How to make Fresh Oysters with Three Sauces Recipe - Fresh oysters are delicious with just lemon juice and sea salt, but sometimes it’s nice to spice things up. This recipe features three impressive sauces, each with its own distinct flavor . Make sure you have plenty of ice on hand for serving.
MAKES 1 SERVINGS
Ingredients:
1 teaspoon gelatin
1 teaspoon water
1 kiwi
½ teaspoon rice vinegar
½ teaspoon water
¼ teaspoon mirin
¼ teaspoon light color soy sauce
½ teaspoon umeboshi (plum jelly)
½ teaspoon ponzu (citrus-based sauce)
Crushed ice, for serving
3 fresh oysters
3 small slices hot pepper, for garnish
1 tablespoon finely chopped scallions, for garnish
1 lemon, halved
1 tablespoon grated carrot, for garnish
2 tablespoons grated radish, for garnish
Method:
1. Combine the gelatin and water in a pot and heat over mediumhigh (about 158°F) heat until warm; set aside (Fig. a).
2. Peel about three-quarters of the kiwi. Leave about one-quarter unpeeled so it is easier to hold. Grate the peeled part of the kiwi and set aside. (Fig. b).
3. Make tosazu by combining the rice vinegar, water, mirin and soy sauce in a small bowl.
4. Divide the gelatin/water mixture evenly between three small bowls.
5. Divide the tosazo sauce evenly between two of the small bowls.
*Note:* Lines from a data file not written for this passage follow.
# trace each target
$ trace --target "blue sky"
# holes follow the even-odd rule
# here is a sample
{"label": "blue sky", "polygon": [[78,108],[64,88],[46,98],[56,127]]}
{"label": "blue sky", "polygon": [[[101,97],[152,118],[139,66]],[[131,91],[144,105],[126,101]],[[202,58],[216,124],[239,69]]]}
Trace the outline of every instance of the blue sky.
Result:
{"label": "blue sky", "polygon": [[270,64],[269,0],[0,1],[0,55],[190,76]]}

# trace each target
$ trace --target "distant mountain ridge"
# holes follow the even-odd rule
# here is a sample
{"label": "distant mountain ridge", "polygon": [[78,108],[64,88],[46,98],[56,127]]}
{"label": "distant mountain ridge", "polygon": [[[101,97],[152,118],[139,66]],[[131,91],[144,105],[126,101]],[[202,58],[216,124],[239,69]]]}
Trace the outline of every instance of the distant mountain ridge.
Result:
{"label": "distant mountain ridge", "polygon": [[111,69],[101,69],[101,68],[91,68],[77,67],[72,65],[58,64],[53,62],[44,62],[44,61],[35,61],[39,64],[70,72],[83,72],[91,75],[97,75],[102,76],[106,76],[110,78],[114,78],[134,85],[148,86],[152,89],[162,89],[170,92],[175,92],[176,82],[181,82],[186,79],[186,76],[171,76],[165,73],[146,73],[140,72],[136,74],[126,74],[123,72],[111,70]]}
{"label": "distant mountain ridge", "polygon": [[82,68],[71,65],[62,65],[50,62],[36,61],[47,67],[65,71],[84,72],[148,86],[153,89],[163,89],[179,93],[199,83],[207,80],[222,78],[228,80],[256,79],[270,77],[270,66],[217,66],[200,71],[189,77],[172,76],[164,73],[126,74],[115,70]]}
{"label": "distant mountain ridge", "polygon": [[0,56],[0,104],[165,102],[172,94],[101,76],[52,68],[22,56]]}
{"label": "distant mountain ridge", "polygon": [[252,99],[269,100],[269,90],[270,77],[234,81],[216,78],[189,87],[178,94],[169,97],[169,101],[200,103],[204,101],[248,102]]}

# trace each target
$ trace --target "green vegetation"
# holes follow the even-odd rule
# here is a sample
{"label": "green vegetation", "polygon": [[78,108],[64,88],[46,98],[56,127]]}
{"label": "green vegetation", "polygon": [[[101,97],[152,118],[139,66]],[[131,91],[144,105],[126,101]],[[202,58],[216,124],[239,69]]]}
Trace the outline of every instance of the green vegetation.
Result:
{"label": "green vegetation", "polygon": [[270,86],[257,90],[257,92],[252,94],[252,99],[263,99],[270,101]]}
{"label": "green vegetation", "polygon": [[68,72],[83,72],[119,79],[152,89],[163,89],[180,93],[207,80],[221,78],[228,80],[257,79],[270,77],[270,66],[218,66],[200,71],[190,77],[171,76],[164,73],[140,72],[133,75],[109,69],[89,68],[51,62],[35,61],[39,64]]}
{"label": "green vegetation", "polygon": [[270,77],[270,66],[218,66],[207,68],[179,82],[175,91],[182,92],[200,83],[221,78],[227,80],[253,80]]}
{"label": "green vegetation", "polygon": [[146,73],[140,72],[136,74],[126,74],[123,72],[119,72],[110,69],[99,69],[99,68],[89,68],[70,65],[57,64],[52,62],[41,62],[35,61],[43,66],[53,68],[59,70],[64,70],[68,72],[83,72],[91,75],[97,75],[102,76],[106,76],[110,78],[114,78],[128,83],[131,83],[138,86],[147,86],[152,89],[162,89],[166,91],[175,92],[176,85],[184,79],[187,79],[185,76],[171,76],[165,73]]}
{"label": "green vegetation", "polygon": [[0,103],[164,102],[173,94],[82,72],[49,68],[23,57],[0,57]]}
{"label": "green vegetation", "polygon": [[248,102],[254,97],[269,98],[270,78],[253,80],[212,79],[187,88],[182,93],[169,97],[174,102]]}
Stir the grated kiwi into one of these bowls, and refrigerate until ready to serve.
6. In the third bowl (the one that only has gelatin and water), mix in the umeboshi and ponzu.
7. Fill a large serving dish (a wooden rice bowl is perfect) with plenty of ice.
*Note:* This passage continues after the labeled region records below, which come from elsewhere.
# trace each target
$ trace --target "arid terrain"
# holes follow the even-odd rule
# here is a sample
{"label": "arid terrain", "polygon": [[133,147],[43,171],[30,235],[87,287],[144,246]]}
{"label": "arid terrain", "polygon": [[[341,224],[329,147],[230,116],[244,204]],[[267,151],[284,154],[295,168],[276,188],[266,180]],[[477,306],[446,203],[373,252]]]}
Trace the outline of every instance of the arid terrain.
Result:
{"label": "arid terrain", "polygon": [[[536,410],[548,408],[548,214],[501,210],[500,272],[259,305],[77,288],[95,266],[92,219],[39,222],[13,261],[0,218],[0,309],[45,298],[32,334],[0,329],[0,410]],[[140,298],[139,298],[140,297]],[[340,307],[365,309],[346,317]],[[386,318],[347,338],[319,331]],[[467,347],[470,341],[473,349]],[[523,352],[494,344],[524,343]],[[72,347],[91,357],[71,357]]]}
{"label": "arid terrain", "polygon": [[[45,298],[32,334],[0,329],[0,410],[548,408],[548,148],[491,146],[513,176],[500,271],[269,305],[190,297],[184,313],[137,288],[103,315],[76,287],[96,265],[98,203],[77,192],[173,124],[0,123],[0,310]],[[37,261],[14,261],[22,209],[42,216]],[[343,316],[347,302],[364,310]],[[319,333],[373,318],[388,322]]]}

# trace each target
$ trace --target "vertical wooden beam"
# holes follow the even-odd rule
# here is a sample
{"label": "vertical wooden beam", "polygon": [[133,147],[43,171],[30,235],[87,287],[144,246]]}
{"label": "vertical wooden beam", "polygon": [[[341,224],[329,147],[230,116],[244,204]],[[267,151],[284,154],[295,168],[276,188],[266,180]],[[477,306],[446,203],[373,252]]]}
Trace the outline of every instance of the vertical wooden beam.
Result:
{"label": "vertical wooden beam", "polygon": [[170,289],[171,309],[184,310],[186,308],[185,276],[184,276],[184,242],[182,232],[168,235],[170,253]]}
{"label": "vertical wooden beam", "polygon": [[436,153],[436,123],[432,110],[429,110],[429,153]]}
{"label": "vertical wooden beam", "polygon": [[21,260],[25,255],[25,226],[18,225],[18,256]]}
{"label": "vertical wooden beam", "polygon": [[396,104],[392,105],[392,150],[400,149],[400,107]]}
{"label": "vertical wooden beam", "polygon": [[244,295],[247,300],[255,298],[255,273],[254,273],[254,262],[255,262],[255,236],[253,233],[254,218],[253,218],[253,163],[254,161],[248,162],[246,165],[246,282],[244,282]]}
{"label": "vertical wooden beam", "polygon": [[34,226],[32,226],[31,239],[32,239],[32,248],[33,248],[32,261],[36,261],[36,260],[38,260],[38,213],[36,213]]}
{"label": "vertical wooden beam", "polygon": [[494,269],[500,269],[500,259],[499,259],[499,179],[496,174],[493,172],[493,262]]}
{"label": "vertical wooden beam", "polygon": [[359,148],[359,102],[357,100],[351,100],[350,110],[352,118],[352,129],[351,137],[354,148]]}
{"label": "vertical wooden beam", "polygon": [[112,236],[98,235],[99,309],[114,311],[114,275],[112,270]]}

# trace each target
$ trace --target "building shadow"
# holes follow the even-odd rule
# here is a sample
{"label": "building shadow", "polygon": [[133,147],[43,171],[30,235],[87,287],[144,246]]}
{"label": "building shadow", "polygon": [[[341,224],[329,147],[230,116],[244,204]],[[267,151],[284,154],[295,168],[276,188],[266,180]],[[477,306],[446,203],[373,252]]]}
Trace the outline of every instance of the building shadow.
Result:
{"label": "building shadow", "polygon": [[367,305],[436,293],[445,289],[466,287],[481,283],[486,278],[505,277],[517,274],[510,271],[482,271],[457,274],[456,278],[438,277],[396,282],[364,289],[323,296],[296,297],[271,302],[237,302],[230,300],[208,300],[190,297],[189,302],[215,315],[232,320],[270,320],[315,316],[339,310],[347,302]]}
8. Open the oysters and arrange them on the ice (Fig. c).
9. Garnish one oyster with the umeboshi and ponzu sauce, one oyster with the grated kiwi mixture, and one oyster with the tosazu.
10. Top each oyster with a slice of hot pepper and some chopped scallions.
11. Garnish with lemon halves, grated carrot and grated radish.